He sold his watercolour "Mansard Roof" to Brooklyn Museum and moved to Greenwich village but perhaps most importantly, his relationship with his future wife Jo Nivison, deepened that summer.
Hopper's Apartment Houses invites the viewer to peer through the open window of a corner bedroom. Like a voyeur, the viewer observes a plump woman with blonde hair and flushed cheeks going about her work.
There are a few pieces of furniture that create the setting for Hopper's typical narrative style of painting. The viewer sees a mirror stand, a picture on the wall and must try to work out if the woman is the owner of the house or a maid changing the sheets and what the expression on her face might suggest. The viewer is left to wonder what is going on and what clues the rest of the room might reveal if only it could be seen.
What is clear from the painting is the statement about apartment living. As the viewer looks through one window, a plant can be seen on another apartment window ledge. The city dwellers live so close together with such a lack of privacy yet their lives are completely separate and anonymous. The themes hinted at in this painting were to reappear many times in Hopper's future paintings.
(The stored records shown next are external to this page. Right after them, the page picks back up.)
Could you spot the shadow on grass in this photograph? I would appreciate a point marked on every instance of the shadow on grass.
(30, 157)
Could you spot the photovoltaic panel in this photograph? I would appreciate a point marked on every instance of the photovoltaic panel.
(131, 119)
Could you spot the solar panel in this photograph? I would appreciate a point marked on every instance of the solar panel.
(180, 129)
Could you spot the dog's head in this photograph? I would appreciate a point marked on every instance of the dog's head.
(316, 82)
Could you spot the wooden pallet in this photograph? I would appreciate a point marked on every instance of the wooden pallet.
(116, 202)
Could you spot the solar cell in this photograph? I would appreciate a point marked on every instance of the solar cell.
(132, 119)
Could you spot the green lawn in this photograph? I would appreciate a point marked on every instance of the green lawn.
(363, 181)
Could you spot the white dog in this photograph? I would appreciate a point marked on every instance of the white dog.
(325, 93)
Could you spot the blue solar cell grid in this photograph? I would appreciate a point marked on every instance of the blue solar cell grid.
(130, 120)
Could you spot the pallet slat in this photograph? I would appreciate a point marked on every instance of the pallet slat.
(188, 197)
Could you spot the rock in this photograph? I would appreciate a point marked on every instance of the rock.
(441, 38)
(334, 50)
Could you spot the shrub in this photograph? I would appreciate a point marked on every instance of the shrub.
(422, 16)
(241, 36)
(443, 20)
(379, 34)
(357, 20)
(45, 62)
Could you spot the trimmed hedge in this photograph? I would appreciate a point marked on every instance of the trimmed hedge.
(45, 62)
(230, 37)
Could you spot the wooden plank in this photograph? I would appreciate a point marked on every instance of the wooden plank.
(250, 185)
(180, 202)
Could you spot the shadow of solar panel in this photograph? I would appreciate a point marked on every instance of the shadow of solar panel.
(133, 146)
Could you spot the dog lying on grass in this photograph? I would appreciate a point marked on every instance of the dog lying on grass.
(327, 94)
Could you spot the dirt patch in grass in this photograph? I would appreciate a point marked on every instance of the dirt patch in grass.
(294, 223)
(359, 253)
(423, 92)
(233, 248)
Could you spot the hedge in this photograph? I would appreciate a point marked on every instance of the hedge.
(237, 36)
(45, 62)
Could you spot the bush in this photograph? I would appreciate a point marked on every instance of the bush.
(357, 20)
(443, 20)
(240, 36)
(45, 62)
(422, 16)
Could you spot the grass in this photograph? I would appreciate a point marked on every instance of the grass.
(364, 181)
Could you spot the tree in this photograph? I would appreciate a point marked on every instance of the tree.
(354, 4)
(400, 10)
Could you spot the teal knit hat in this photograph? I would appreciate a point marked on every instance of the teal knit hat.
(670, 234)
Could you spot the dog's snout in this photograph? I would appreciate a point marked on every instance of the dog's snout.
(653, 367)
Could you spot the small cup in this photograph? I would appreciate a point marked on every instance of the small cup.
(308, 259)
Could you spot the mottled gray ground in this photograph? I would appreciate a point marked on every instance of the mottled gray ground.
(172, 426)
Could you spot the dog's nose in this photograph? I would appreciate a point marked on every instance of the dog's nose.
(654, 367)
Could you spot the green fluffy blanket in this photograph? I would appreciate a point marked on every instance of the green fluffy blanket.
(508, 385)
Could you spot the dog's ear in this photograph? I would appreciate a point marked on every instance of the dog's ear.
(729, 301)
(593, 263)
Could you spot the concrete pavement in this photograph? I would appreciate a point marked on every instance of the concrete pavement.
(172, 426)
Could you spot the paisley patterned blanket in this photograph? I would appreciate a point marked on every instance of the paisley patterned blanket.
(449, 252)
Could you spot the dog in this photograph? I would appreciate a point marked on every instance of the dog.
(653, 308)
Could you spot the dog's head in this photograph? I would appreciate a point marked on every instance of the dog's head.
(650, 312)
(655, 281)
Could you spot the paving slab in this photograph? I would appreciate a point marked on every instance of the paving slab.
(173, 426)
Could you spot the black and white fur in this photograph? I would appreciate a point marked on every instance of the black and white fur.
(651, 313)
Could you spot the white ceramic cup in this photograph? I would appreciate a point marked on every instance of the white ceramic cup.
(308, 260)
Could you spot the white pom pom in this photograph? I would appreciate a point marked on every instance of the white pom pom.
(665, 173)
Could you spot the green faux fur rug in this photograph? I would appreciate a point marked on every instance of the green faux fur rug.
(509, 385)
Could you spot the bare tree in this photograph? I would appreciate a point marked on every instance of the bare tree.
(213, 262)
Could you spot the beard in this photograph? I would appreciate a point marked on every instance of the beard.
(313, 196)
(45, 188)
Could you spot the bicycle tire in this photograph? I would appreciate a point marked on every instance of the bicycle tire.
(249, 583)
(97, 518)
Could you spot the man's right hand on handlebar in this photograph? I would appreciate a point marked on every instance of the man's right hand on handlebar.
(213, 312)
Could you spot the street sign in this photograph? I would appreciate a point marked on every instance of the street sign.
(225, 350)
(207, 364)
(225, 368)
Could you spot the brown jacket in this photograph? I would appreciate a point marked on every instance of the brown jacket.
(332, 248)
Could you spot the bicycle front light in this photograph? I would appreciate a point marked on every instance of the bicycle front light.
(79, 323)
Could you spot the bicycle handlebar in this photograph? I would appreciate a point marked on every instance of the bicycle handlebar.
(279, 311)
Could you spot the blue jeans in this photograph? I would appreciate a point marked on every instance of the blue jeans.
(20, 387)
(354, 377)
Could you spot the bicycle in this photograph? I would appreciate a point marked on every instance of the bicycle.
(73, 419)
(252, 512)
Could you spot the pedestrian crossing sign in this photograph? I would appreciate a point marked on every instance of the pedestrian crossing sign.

Apartment Houses also demonstrates the wonderful use of light that Hopper manages to create in many of his paintings. The viewer can almost feel the sunlight bathing the wall of the Apartment Houses as the woman goes about her work, her cheeks perhaps flushing with the heat.
Apartment Houses was exhibited and purchased at the annual exhibition in the Pennsylvania Academy that year. Hopper's distinctive style of narrative or realism continued to develop, gifting the art world with a wonderful slice of American urban life as seen through Edward Hopper's eyes for over four decades.